Sim Chol-ho, the telecommunication minister, is among the six
 officials currently missing from public view.

Also not seen for some time is Ma Won-chun, a prominent
 architect and construction official, who is director of the National Defense Commission Design Department
and was appointed to deputy director of the Workers’ Party in May 2012.

General Ri Pyong-chol, the commanding officer of North Korea’s air force, has not been seen at any public events since
 the end of September when he was elected to the National Defense
 Commission at the Supreme People’s Assembly.

Rumor is also growing that sports official Chang Ung, a member of
 the International Olympic Committee, has been purged due to his
 prolonged absence in state media over the past few weeks.
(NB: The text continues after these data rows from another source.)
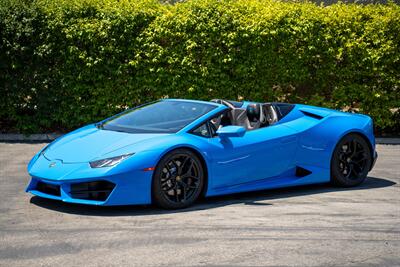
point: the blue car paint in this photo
(260, 159)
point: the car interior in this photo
(251, 117)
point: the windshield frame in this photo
(103, 124)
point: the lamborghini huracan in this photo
(173, 151)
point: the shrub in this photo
(67, 63)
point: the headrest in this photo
(253, 112)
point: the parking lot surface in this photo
(316, 225)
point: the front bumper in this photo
(105, 191)
(121, 189)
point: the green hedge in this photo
(65, 63)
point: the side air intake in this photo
(301, 172)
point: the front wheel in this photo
(351, 161)
(178, 180)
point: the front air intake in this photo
(98, 190)
(49, 189)
(301, 172)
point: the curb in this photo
(50, 137)
(28, 138)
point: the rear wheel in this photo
(178, 179)
(351, 161)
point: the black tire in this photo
(351, 161)
(178, 180)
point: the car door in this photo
(259, 154)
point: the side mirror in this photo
(231, 131)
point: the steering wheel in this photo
(223, 102)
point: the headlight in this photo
(109, 162)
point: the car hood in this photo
(89, 143)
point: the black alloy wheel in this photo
(178, 179)
(351, 161)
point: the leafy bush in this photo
(65, 63)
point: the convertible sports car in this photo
(171, 152)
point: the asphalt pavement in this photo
(316, 225)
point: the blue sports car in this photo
(171, 152)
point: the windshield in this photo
(158, 117)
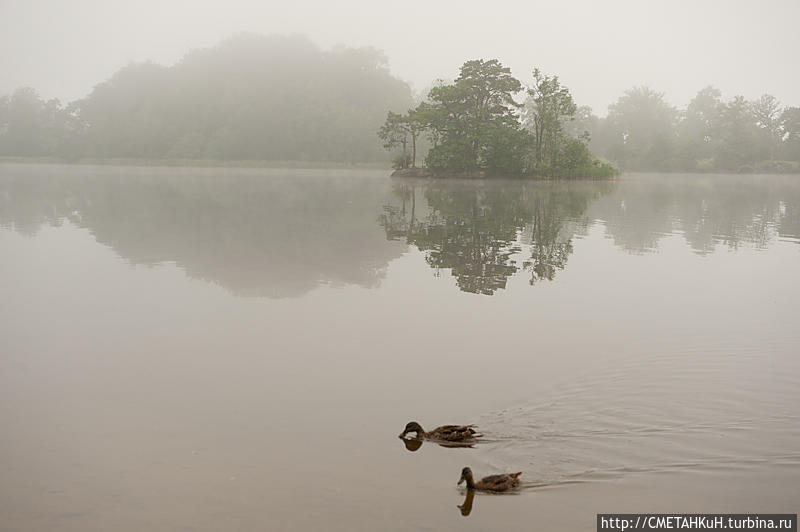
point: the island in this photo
(478, 130)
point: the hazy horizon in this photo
(598, 51)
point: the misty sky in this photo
(599, 49)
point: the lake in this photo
(229, 349)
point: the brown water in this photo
(197, 349)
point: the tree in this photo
(698, 130)
(394, 133)
(739, 135)
(790, 133)
(642, 127)
(473, 116)
(767, 112)
(548, 105)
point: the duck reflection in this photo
(414, 444)
(466, 506)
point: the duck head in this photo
(466, 474)
(412, 426)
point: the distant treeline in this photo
(249, 98)
(278, 98)
(643, 132)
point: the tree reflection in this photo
(484, 233)
(264, 233)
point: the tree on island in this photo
(396, 131)
(474, 125)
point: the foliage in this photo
(472, 121)
(642, 132)
(249, 98)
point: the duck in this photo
(501, 482)
(449, 433)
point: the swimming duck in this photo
(491, 483)
(453, 433)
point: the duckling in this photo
(491, 483)
(452, 433)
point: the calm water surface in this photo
(211, 349)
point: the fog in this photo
(598, 49)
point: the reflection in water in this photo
(277, 234)
(466, 506)
(256, 233)
(707, 210)
(413, 444)
(476, 230)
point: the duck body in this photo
(496, 483)
(446, 433)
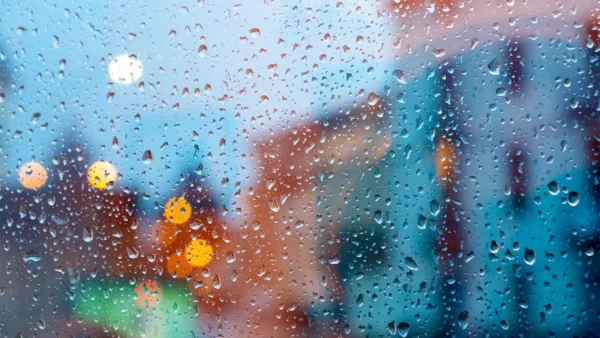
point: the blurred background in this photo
(307, 169)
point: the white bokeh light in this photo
(125, 69)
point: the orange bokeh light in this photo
(33, 175)
(149, 294)
(101, 174)
(178, 210)
(199, 253)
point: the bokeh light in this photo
(178, 210)
(199, 253)
(125, 69)
(149, 294)
(101, 174)
(33, 175)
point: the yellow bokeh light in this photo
(125, 69)
(178, 210)
(101, 174)
(33, 175)
(199, 253)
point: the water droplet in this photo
(411, 264)
(553, 188)
(463, 319)
(88, 234)
(494, 67)
(573, 199)
(373, 99)
(403, 329)
(529, 256)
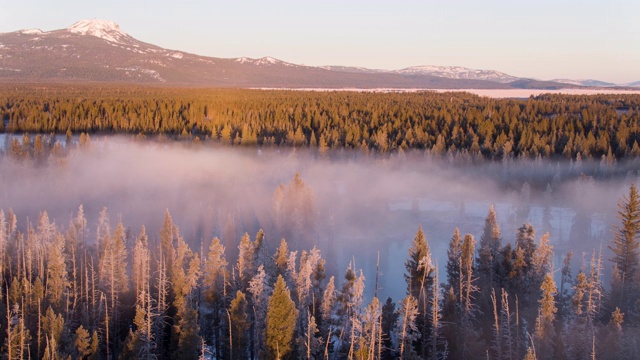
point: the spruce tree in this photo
(281, 320)
(626, 252)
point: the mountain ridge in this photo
(98, 50)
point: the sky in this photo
(539, 39)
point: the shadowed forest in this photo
(267, 225)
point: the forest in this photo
(102, 289)
(205, 233)
(565, 126)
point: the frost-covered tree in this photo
(626, 252)
(215, 277)
(545, 334)
(281, 319)
(406, 331)
(239, 325)
(419, 277)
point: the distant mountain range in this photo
(98, 51)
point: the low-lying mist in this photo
(362, 206)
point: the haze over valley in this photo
(359, 180)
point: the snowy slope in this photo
(104, 29)
(458, 72)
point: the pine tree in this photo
(281, 319)
(626, 249)
(406, 330)
(419, 278)
(215, 275)
(545, 335)
(389, 319)
(453, 262)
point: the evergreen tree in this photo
(626, 252)
(389, 320)
(419, 277)
(281, 319)
(545, 334)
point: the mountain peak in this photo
(104, 29)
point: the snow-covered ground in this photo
(492, 93)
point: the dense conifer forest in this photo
(546, 125)
(107, 291)
(80, 289)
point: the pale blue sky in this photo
(542, 39)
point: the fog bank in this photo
(362, 205)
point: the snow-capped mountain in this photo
(103, 29)
(458, 72)
(263, 61)
(98, 50)
(586, 82)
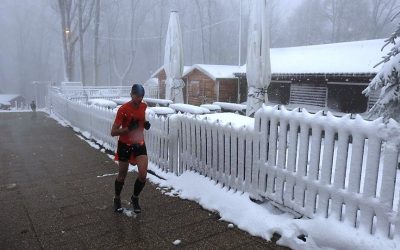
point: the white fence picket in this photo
(278, 159)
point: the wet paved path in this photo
(51, 198)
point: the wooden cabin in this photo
(161, 76)
(8, 101)
(330, 76)
(206, 83)
(213, 83)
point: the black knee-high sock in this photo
(118, 187)
(138, 187)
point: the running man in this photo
(129, 125)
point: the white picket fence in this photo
(314, 164)
(105, 92)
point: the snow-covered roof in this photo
(357, 57)
(5, 99)
(185, 69)
(217, 71)
(187, 108)
(347, 57)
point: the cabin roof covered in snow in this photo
(5, 99)
(185, 69)
(337, 58)
(216, 71)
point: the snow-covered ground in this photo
(262, 220)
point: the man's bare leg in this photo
(119, 183)
(142, 163)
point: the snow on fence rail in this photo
(105, 92)
(314, 164)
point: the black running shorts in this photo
(124, 151)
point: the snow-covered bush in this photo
(388, 82)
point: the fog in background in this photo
(118, 42)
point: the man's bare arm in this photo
(116, 130)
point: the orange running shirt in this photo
(126, 113)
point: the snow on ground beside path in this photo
(236, 207)
(262, 219)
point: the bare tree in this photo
(75, 19)
(96, 41)
(121, 74)
(381, 13)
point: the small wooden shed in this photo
(161, 76)
(213, 83)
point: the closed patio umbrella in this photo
(258, 65)
(173, 60)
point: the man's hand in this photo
(134, 124)
(147, 125)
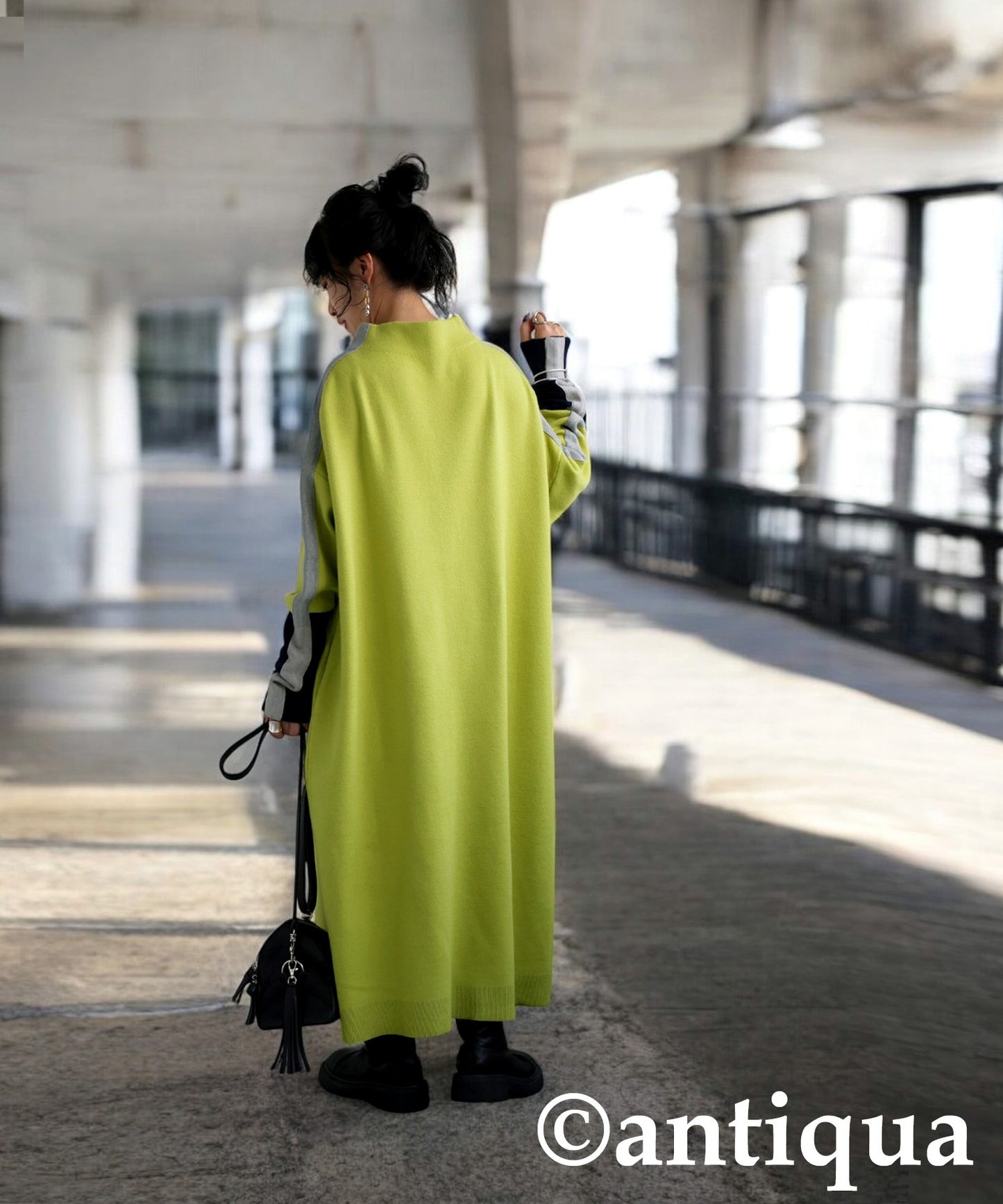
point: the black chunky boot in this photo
(385, 1071)
(488, 1071)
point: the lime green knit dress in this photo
(431, 476)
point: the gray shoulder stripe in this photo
(290, 676)
(571, 447)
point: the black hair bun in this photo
(406, 177)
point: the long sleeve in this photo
(310, 605)
(562, 415)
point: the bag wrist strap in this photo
(242, 774)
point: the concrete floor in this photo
(779, 869)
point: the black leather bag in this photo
(292, 980)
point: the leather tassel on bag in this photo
(292, 982)
(292, 1054)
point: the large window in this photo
(959, 354)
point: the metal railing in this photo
(921, 585)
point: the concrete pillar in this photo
(705, 254)
(228, 374)
(118, 485)
(525, 134)
(825, 288)
(47, 447)
(262, 315)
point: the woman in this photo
(418, 651)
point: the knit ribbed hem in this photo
(430, 1018)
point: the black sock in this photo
(390, 1048)
(489, 1032)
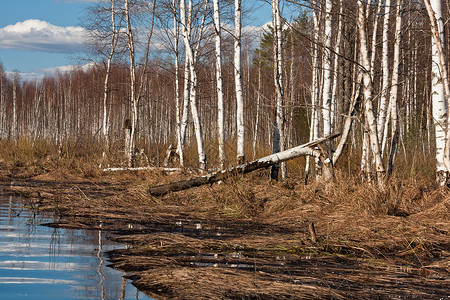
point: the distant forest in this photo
(188, 75)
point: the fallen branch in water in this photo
(267, 161)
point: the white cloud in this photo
(39, 74)
(37, 35)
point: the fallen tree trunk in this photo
(163, 169)
(267, 161)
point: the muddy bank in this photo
(250, 239)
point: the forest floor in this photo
(249, 238)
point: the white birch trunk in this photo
(394, 88)
(368, 91)
(238, 83)
(279, 136)
(113, 44)
(439, 88)
(334, 95)
(382, 111)
(258, 108)
(193, 90)
(133, 100)
(327, 80)
(219, 85)
(180, 141)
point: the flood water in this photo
(39, 262)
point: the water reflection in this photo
(37, 262)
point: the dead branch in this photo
(267, 161)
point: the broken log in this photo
(163, 169)
(267, 161)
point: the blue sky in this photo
(36, 36)
(33, 51)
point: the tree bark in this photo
(219, 85)
(265, 162)
(240, 127)
(279, 134)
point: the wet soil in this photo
(249, 238)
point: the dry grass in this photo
(371, 242)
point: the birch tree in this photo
(440, 90)
(190, 60)
(133, 101)
(279, 136)
(382, 110)
(113, 44)
(327, 76)
(370, 120)
(394, 89)
(219, 85)
(240, 127)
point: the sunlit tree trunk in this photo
(327, 80)
(394, 88)
(258, 107)
(279, 134)
(193, 90)
(314, 126)
(382, 111)
(113, 44)
(367, 92)
(133, 100)
(334, 95)
(439, 89)
(177, 84)
(219, 85)
(240, 127)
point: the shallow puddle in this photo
(39, 262)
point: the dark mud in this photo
(200, 245)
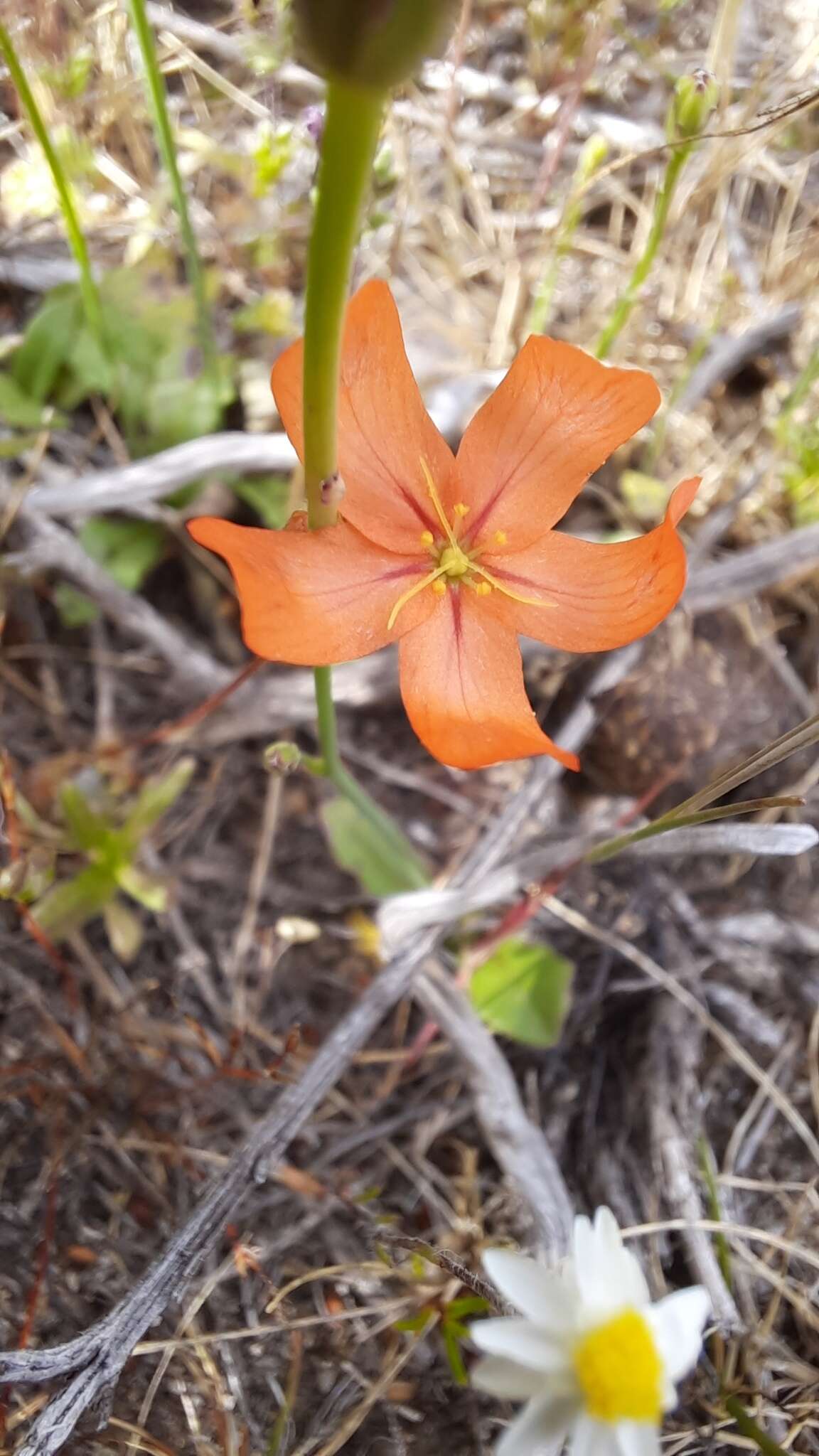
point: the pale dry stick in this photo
(717, 1032)
(356, 1417)
(684, 1197)
(674, 1078)
(259, 869)
(97, 1357)
(518, 1146)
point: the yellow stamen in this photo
(413, 592)
(454, 561)
(434, 498)
(620, 1371)
(516, 596)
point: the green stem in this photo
(168, 154)
(646, 261)
(76, 239)
(350, 136)
(746, 1426)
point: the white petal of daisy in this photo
(637, 1439)
(522, 1342)
(608, 1276)
(677, 1324)
(541, 1295)
(592, 1439)
(540, 1430)
(506, 1379)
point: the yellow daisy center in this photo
(620, 1371)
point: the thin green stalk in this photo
(746, 1426)
(76, 239)
(646, 261)
(168, 154)
(350, 136)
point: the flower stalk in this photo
(646, 261)
(168, 154)
(350, 136)
(90, 291)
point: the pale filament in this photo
(455, 562)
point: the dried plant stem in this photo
(168, 154)
(646, 261)
(63, 188)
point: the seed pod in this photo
(372, 43)
(694, 100)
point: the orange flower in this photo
(455, 557)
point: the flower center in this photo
(454, 565)
(454, 562)
(620, 1371)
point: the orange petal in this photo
(550, 424)
(462, 686)
(315, 597)
(595, 596)
(384, 429)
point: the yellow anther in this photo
(620, 1371)
(508, 592)
(454, 561)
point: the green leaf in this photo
(156, 797)
(124, 929)
(181, 407)
(523, 992)
(269, 496)
(48, 341)
(366, 851)
(69, 906)
(76, 611)
(19, 410)
(146, 890)
(127, 550)
(90, 830)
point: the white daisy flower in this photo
(592, 1356)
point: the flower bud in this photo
(372, 43)
(694, 100)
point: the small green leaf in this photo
(88, 829)
(19, 410)
(127, 550)
(645, 496)
(76, 611)
(146, 890)
(48, 341)
(366, 851)
(523, 992)
(156, 797)
(269, 496)
(70, 904)
(124, 929)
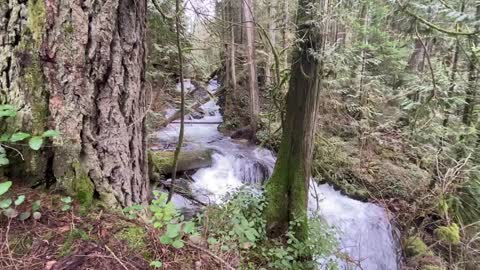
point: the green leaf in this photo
(4, 204)
(7, 111)
(4, 161)
(67, 199)
(24, 216)
(35, 142)
(10, 213)
(250, 235)
(51, 133)
(156, 264)
(20, 136)
(4, 187)
(212, 241)
(37, 215)
(164, 239)
(4, 137)
(178, 244)
(20, 199)
(36, 205)
(189, 227)
(173, 230)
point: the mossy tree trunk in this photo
(287, 189)
(78, 67)
(249, 43)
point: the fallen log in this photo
(161, 162)
(194, 107)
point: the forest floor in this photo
(89, 238)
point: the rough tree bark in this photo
(78, 67)
(287, 189)
(252, 70)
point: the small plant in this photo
(156, 264)
(132, 212)
(66, 203)
(35, 142)
(165, 215)
(9, 206)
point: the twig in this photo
(116, 258)
(14, 149)
(182, 105)
(218, 259)
(434, 82)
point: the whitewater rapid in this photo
(363, 230)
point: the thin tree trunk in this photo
(453, 74)
(252, 72)
(178, 148)
(271, 34)
(287, 189)
(88, 61)
(365, 23)
(471, 93)
(285, 29)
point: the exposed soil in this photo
(92, 238)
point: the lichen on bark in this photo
(22, 80)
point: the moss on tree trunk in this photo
(287, 189)
(80, 68)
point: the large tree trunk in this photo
(86, 60)
(252, 70)
(287, 189)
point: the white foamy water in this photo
(363, 229)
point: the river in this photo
(363, 230)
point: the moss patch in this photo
(449, 234)
(433, 267)
(416, 247)
(36, 19)
(74, 235)
(136, 239)
(78, 184)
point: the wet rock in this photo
(197, 114)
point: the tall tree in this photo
(249, 25)
(287, 189)
(78, 67)
(471, 92)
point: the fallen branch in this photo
(116, 258)
(182, 193)
(218, 259)
(194, 107)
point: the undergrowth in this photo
(239, 225)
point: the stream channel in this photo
(363, 230)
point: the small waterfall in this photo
(363, 229)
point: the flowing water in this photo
(363, 229)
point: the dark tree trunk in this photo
(249, 43)
(287, 189)
(88, 60)
(471, 93)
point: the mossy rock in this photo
(74, 235)
(449, 234)
(416, 247)
(135, 238)
(83, 187)
(433, 267)
(161, 162)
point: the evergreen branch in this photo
(434, 26)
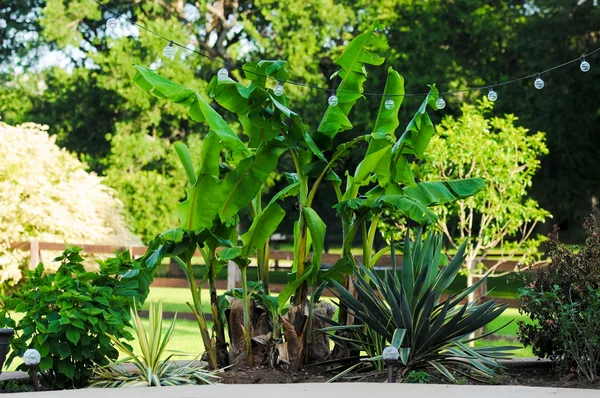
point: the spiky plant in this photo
(149, 369)
(410, 313)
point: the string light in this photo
(333, 101)
(584, 66)
(223, 73)
(440, 103)
(112, 22)
(169, 50)
(278, 90)
(389, 103)
(539, 83)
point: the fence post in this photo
(34, 259)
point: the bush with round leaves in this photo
(66, 316)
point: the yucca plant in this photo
(149, 369)
(410, 313)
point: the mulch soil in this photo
(534, 376)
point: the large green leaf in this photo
(201, 206)
(199, 109)
(317, 229)
(352, 61)
(440, 192)
(257, 70)
(263, 226)
(243, 183)
(411, 208)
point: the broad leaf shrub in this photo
(408, 312)
(47, 194)
(66, 316)
(563, 301)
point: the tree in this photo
(503, 216)
(47, 194)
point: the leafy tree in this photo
(48, 195)
(503, 216)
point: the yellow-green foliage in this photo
(47, 194)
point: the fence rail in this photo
(174, 272)
(37, 248)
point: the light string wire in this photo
(333, 91)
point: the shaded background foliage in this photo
(452, 43)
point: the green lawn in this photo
(186, 337)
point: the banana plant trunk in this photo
(5, 335)
(221, 343)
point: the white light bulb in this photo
(32, 357)
(333, 101)
(223, 73)
(389, 103)
(278, 90)
(584, 66)
(440, 103)
(169, 50)
(390, 353)
(112, 23)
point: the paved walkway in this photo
(345, 390)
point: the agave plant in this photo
(411, 313)
(149, 369)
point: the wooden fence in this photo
(37, 248)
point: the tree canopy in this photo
(454, 44)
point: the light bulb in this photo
(223, 73)
(112, 23)
(333, 100)
(584, 66)
(440, 103)
(539, 83)
(169, 50)
(389, 103)
(278, 90)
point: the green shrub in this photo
(67, 315)
(563, 300)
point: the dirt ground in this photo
(534, 376)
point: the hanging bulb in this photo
(440, 103)
(169, 50)
(333, 101)
(539, 83)
(278, 90)
(584, 66)
(389, 103)
(223, 73)
(112, 23)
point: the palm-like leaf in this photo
(150, 367)
(411, 314)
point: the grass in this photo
(186, 337)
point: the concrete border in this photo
(322, 390)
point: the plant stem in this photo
(222, 355)
(197, 310)
(247, 326)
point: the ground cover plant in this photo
(151, 368)
(563, 301)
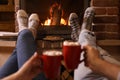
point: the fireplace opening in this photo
(42, 7)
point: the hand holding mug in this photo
(71, 53)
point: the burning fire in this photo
(56, 14)
(48, 22)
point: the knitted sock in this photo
(33, 23)
(74, 23)
(87, 37)
(22, 19)
(88, 18)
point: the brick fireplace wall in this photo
(106, 22)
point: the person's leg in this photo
(83, 72)
(10, 66)
(26, 45)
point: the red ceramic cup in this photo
(71, 53)
(51, 63)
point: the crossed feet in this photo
(30, 23)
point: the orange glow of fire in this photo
(48, 22)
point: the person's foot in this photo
(33, 23)
(22, 19)
(88, 18)
(74, 23)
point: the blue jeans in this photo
(25, 48)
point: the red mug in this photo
(51, 63)
(71, 53)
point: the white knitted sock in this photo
(74, 23)
(33, 23)
(22, 19)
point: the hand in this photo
(91, 55)
(31, 68)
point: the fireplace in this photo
(42, 7)
(58, 33)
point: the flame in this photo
(48, 22)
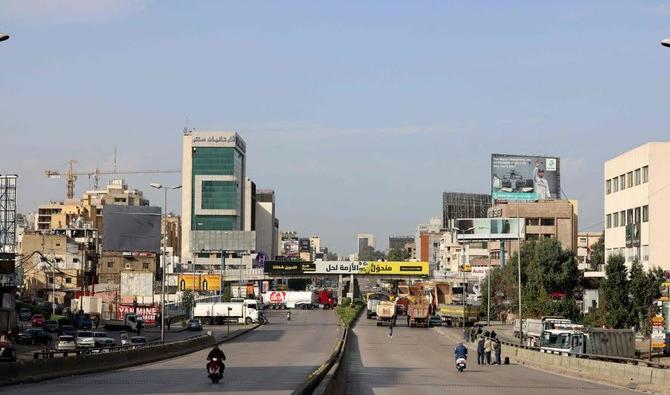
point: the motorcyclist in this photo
(461, 351)
(220, 356)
Ri Yong-gil, chief of the General Staff of the North Korean People’s Army, did not attend a meeting with gold medalists, an event where military leaders are expected to be present as many athletes are also
 soldiers.

Aidan Foster-Carter, an Honorary Senior Research Fellow in Sociology
and Modern Korea at Leeds University, said JoongAng Ilbo is a reputable daily paper, making reports of a purge more
 credible. He added: “At this stage I am reluctant to go further. Two months is not long
 to be absent – remember Kim Jong-un disappeared himself recently. North Korea elites do go in and out of the limelight.”

The alleged purge follows what Kim described as the removal of
 “Factionalist filth” in December when he executed his own uncle Jang 
Song Thaek and other prominent figures in the capital Pyongyang.